Hint: First consider the case that all 3 chosen elements are distinct, and count the possibilities (taking into account that order doesn't matter). Then consider the case when exactly 2 chosen elements are equal, and count the possibilities. Finally count the possibilities when all 3 elements are equal.

Answer 3

Let us suppose that we have $m$ distinct object "types," but many objects of each type. You want to select $k$ objects, where selections may be repeated. Consider the equation $$x_1+x_2+\cdots+x_{m}=k.\tag{1}$$ Any selection of $k$ objects, not necessarily distinct, corresponds to a solution of Equation (1) in non-negative integers. Here $x_i$ is the number of Type $i$ objects selected.

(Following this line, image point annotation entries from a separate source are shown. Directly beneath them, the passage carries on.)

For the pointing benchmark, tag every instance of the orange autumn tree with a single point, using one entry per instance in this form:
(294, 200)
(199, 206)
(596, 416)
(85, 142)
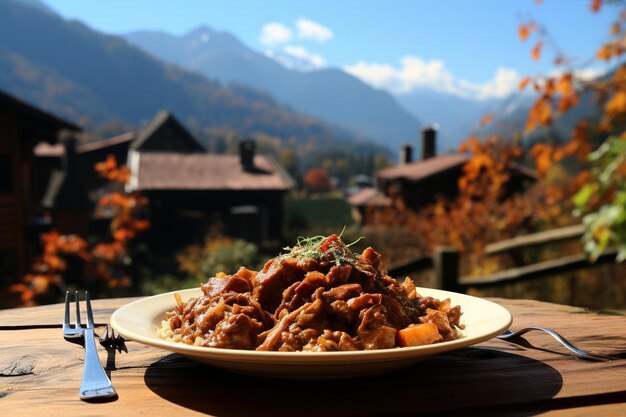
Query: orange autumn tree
(103, 262)
(601, 198)
(485, 211)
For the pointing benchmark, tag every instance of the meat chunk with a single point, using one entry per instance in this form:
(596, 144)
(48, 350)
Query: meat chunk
(236, 332)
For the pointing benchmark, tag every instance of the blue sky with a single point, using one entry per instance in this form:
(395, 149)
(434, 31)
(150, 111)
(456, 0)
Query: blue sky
(465, 47)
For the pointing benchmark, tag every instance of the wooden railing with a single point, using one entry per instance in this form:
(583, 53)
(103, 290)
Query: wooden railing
(445, 262)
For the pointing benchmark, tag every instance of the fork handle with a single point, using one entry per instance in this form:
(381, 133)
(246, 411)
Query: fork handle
(95, 381)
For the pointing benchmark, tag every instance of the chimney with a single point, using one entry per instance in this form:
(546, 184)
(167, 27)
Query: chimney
(406, 154)
(247, 149)
(429, 142)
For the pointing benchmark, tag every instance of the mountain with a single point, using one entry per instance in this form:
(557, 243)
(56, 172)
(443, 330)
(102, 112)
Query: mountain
(78, 73)
(455, 117)
(329, 94)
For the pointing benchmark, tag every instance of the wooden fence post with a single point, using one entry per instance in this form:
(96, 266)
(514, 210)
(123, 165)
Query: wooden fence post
(446, 263)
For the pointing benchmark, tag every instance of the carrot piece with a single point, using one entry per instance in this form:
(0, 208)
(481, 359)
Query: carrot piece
(418, 334)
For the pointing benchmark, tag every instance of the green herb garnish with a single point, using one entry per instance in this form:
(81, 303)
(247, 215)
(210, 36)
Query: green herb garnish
(322, 248)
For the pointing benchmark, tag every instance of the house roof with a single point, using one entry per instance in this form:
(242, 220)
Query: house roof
(176, 171)
(44, 149)
(162, 119)
(369, 197)
(33, 116)
(416, 171)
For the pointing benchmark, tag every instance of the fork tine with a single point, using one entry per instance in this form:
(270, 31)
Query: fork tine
(78, 323)
(66, 317)
(90, 321)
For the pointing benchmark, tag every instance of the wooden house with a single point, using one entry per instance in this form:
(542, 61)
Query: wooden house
(188, 189)
(22, 126)
(418, 183)
(190, 192)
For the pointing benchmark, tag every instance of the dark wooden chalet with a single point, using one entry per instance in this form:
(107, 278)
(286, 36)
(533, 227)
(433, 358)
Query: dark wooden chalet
(22, 126)
(190, 192)
(188, 189)
(419, 183)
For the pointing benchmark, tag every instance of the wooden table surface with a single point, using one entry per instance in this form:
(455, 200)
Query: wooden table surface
(40, 374)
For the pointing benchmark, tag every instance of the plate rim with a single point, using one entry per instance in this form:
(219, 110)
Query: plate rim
(227, 355)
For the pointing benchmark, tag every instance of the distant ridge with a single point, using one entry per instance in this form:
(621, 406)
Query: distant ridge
(328, 94)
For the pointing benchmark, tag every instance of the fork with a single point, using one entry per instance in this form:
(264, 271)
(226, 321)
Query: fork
(583, 354)
(95, 382)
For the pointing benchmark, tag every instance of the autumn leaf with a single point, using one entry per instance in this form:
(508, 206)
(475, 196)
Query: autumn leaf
(523, 83)
(564, 84)
(542, 153)
(536, 51)
(596, 5)
(567, 102)
(605, 52)
(487, 119)
(616, 105)
(615, 28)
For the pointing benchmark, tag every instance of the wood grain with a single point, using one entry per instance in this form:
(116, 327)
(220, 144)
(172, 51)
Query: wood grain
(40, 374)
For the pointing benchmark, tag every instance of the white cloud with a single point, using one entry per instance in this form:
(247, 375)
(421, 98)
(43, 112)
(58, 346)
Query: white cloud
(310, 30)
(273, 33)
(297, 57)
(414, 73)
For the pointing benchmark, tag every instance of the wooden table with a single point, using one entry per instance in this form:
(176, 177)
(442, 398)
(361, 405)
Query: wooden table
(40, 374)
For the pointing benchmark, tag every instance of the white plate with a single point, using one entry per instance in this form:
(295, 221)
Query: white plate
(140, 320)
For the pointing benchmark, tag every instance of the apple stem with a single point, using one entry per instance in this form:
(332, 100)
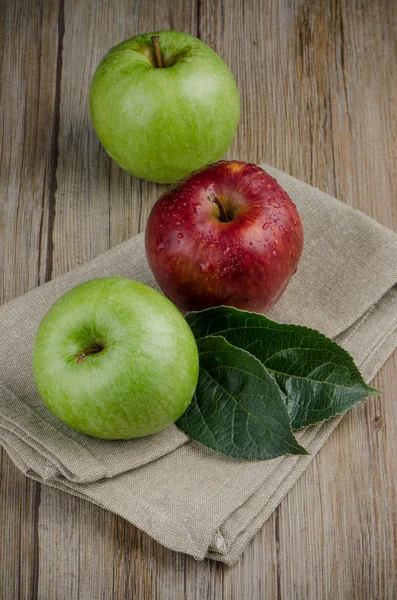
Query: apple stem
(223, 216)
(94, 350)
(157, 53)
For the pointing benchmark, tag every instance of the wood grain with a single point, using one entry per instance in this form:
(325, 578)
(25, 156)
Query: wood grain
(318, 83)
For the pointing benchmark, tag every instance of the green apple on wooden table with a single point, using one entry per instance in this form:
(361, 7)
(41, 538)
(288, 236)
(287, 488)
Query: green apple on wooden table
(113, 358)
(164, 104)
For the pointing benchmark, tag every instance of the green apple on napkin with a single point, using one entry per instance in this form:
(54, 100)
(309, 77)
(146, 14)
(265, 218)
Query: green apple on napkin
(185, 495)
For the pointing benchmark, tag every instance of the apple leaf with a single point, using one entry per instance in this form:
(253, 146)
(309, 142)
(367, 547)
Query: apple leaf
(238, 409)
(317, 377)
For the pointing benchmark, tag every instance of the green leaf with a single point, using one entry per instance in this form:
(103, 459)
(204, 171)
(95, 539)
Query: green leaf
(317, 376)
(238, 408)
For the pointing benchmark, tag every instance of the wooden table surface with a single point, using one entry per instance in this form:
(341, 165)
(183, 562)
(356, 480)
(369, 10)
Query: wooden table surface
(318, 84)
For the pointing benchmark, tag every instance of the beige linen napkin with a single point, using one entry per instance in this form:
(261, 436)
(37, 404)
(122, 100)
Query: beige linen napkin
(184, 495)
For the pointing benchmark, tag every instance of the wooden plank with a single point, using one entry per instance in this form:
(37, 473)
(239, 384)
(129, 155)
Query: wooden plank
(29, 38)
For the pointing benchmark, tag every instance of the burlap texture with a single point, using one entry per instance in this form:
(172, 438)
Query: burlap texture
(182, 494)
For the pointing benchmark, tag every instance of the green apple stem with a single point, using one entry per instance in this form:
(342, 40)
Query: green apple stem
(157, 53)
(93, 350)
(223, 216)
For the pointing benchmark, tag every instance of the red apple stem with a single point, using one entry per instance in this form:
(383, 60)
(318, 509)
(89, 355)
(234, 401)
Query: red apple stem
(157, 53)
(223, 216)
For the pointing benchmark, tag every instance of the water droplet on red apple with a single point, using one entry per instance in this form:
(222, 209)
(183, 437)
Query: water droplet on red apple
(205, 266)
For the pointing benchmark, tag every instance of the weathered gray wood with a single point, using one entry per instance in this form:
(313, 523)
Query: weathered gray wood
(318, 83)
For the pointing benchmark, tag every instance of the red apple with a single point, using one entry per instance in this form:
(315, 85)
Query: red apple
(228, 234)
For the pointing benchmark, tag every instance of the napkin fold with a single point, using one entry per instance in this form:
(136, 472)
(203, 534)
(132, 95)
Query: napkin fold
(184, 495)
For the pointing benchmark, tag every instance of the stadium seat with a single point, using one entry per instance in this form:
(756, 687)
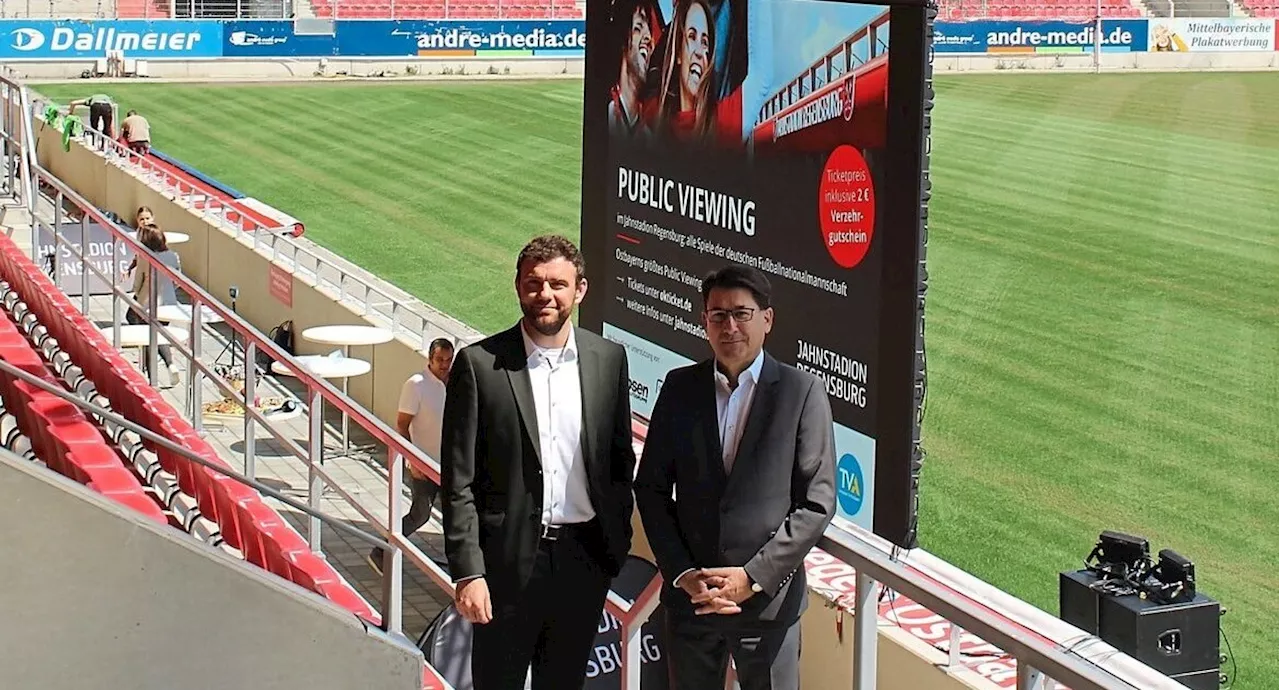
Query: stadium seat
(248, 524)
(62, 435)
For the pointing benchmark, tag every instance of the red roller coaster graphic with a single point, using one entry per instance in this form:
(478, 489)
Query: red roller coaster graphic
(850, 106)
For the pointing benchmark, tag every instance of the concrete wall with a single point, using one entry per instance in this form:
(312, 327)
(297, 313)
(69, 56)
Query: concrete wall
(108, 599)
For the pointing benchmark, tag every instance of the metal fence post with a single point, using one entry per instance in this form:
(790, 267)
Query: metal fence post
(393, 561)
(152, 352)
(195, 377)
(315, 447)
(864, 634)
(1028, 677)
(115, 297)
(250, 396)
(83, 252)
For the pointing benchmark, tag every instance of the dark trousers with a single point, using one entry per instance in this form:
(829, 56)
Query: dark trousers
(100, 118)
(136, 319)
(764, 657)
(419, 510)
(549, 626)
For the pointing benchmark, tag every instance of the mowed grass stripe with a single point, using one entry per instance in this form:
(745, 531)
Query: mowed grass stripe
(461, 199)
(1104, 321)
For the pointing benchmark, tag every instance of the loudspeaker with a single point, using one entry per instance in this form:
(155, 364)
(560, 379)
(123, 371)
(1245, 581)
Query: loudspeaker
(1170, 638)
(1077, 603)
(1200, 680)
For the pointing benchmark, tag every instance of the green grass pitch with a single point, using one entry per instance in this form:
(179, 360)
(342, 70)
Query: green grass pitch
(1104, 315)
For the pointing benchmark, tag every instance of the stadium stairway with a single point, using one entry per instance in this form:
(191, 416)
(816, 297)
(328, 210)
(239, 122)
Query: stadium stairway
(1029, 9)
(245, 522)
(64, 346)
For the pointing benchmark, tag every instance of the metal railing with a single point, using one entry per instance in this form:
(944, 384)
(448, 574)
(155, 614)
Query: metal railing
(291, 9)
(1038, 658)
(1040, 662)
(631, 615)
(352, 287)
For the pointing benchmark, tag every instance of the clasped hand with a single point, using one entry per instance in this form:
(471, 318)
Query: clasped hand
(717, 590)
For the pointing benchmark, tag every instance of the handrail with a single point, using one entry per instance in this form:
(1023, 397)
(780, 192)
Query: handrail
(846, 542)
(332, 394)
(195, 457)
(283, 246)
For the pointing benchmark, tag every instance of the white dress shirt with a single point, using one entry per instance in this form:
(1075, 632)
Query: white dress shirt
(732, 406)
(423, 397)
(553, 374)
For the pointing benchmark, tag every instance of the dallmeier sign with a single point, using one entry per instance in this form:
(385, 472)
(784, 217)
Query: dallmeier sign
(163, 39)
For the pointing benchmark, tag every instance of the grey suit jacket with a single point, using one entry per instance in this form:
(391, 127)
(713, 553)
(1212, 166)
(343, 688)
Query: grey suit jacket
(766, 513)
(490, 470)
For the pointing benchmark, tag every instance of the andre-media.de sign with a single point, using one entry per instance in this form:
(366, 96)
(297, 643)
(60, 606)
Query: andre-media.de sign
(169, 39)
(21, 39)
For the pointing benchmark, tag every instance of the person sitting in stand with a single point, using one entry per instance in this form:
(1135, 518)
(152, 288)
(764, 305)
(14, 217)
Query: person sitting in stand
(152, 238)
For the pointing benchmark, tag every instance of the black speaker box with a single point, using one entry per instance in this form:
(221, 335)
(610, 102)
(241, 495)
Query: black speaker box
(1077, 603)
(1200, 680)
(1169, 638)
(1179, 640)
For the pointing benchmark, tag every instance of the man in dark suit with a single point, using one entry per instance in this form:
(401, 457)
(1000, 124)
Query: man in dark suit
(748, 446)
(536, 473)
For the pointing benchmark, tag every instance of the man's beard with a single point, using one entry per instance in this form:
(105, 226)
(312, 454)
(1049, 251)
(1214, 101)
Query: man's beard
(531, 318)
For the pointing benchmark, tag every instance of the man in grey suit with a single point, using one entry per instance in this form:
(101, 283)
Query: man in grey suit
(746, 444)
(536, 469)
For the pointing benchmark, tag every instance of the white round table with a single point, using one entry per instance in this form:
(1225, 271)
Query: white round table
(347, 336)
(330, 368)
(140, 334)
(327, 366)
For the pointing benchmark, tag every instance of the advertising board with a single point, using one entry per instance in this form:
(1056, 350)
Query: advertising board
(99, 251)
(27, 39)
(1036, 36)
(1207, 35)
(461, 37)
(273, 39)
(767, 141)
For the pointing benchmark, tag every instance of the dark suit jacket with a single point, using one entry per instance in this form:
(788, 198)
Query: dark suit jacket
(767, 513)
(490, 470)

It is a standard result that Equation (1) has $\binom{m+k-1}{k-1}$ solutions. For a good discussion, please see the Wikipedia article on Stars and Bars. There have also been many answers on MSE that use Stars and Bars.

Note that for your $3$ and $3$ problem, we get $\binom{6-1}{3-1}$, which is $10$. For your $10$ and $3$ problem, we get $\binom{12}{2}$. For $3$ objects to be selected, there are simpler ways to do the analysis, but for general $k$ Stars and Bars is the best approach.